Entre os muitos amigos que tentaram aproximar-se para cumprimentar o Pe. José Américo o repórter de “O Almonda” ia tentando conversar e procurando saber o que o tinha levado a fazer o livro. Na sua simplicidade confessou que aqueles escritos que realizou não foram feitos com o propósito de um dia virem a ser publicados, mas que foram antes escritos para seu uso pessoal, e por uma razão muito simples: Durante as missas a que presidia muitas vezes esquecia-se do que estava a dizer e por isso resolveu adoptar a estratégia de levar as suas homilias escritas. Assim era há já três anos, e o livro agora apresentado contém essas reflexões para os anos A,B e C da liturgia cristã. «Já as usei duas vezes», disse na sua simplicidade antes de contar que foi o Sr.
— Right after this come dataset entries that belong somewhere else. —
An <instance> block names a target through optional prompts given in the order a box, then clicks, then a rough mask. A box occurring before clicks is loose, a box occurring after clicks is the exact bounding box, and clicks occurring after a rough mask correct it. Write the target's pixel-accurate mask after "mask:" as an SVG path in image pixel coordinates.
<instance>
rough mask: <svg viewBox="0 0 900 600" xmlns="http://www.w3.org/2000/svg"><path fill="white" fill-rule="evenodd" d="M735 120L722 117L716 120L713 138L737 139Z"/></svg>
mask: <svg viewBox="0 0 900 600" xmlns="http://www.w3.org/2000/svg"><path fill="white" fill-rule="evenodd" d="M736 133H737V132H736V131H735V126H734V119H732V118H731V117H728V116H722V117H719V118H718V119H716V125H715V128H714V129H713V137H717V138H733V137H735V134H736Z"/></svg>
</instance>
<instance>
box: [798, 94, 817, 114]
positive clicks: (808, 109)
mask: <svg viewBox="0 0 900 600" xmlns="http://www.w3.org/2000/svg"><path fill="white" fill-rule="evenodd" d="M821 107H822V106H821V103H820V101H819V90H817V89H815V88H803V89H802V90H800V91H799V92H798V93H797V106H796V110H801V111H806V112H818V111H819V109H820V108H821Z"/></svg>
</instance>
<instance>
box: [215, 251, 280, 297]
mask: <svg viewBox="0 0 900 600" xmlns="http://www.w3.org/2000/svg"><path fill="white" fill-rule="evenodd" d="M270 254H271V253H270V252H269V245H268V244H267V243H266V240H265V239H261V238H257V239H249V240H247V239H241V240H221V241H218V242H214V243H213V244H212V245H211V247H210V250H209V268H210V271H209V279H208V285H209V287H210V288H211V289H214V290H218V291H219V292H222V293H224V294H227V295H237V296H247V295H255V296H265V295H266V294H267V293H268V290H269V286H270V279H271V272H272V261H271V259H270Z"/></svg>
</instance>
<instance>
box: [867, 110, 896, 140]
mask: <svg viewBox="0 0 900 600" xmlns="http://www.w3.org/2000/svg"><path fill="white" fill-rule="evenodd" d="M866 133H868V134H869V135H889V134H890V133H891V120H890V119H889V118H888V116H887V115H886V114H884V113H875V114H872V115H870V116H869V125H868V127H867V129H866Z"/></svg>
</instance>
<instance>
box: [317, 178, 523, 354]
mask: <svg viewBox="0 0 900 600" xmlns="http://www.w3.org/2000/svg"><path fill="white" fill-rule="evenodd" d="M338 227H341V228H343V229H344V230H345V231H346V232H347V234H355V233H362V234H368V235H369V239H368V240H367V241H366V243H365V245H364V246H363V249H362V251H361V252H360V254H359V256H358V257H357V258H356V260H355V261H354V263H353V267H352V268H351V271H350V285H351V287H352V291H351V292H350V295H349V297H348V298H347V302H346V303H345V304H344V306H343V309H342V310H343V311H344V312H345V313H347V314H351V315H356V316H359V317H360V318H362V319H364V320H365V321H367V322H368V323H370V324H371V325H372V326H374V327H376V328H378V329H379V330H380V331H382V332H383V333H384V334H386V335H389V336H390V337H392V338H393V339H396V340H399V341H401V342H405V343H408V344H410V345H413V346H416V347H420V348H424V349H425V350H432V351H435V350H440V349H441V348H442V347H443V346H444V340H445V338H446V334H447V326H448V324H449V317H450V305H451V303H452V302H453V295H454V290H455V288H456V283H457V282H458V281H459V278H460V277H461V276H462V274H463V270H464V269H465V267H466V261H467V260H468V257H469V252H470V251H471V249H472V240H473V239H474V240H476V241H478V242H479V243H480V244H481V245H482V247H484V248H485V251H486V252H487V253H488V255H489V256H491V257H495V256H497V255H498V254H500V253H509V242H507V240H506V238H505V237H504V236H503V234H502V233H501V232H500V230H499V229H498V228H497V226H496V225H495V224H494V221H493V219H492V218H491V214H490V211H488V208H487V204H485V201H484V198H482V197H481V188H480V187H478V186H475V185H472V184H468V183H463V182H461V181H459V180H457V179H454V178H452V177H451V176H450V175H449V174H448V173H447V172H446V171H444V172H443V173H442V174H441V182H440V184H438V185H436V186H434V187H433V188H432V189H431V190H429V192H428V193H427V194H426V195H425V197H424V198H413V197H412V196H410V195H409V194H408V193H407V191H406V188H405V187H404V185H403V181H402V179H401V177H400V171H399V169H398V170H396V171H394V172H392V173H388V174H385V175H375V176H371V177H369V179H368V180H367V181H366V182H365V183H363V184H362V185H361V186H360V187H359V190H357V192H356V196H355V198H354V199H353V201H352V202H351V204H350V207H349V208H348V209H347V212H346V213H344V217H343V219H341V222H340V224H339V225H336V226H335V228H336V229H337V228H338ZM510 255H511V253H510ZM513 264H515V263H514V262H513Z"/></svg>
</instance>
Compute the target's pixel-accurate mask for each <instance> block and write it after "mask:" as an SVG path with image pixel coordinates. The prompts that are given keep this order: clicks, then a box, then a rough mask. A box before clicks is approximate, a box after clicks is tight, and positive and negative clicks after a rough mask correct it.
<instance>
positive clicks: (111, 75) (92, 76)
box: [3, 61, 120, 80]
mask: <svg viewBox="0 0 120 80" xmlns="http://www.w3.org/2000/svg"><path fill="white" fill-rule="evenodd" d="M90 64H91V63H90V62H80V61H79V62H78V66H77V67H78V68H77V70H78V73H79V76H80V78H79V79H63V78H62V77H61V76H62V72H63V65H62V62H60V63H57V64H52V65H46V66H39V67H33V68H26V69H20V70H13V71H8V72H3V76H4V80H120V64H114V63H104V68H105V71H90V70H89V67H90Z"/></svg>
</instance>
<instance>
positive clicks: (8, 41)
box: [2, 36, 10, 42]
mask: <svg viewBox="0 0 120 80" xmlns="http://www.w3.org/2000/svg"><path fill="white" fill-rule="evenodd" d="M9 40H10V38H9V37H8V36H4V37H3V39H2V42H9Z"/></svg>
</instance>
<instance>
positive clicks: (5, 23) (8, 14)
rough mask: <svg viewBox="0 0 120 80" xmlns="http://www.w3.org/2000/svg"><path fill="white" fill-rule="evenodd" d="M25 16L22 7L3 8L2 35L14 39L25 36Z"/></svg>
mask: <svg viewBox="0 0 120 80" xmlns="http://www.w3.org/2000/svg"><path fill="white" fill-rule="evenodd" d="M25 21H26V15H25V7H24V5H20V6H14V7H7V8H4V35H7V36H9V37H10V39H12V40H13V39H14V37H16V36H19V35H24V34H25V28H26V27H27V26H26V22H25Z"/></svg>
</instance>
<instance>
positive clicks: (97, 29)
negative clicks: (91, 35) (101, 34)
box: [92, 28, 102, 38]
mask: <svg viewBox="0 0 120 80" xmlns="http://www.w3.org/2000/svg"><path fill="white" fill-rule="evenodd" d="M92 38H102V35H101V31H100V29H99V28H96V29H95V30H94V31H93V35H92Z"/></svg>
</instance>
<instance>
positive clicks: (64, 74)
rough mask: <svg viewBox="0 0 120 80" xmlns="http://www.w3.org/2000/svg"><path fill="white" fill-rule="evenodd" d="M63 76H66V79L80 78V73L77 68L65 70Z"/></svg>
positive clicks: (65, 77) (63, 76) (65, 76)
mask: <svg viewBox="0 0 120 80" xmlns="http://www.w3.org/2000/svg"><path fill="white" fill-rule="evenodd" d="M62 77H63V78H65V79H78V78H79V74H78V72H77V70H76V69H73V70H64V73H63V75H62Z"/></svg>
Joaquim Rodrigues Bicho que o desafiou a editar os seus pensamentos, «Ele fez-me essa pergunta e eu autorizei-o a fazer o livro a partir daí.

 

«Continuo com apetite»

 

Durante a conversa houve quem o tentasse cumprimentar com abraças ou beijos, mas o Pe. José Américo recusava-os delicadamente, explicando que se contraísse algum vírus, por mais inofensivo que fosse para os outros, poderia ficar muito mais debilitado do que já está. No entanto, fez questão em explicar, está hoje muito melhor, pois ainda há dois meses pesava apenas 34 quilos e hoje em dia já vai nos 50, e disse com um sorriso muito aberto, «E continuo com apetite».

 

Em conversa com o Pe. José Américo o Sr. Joaquim Bicho confessou que teve a sua tarefa muito facilitada e recusou qualquer protagonismo, dizendo, «O que é admirável é a sua capacidade de síntese. Quando começamos a ler apercebemo-nos disso».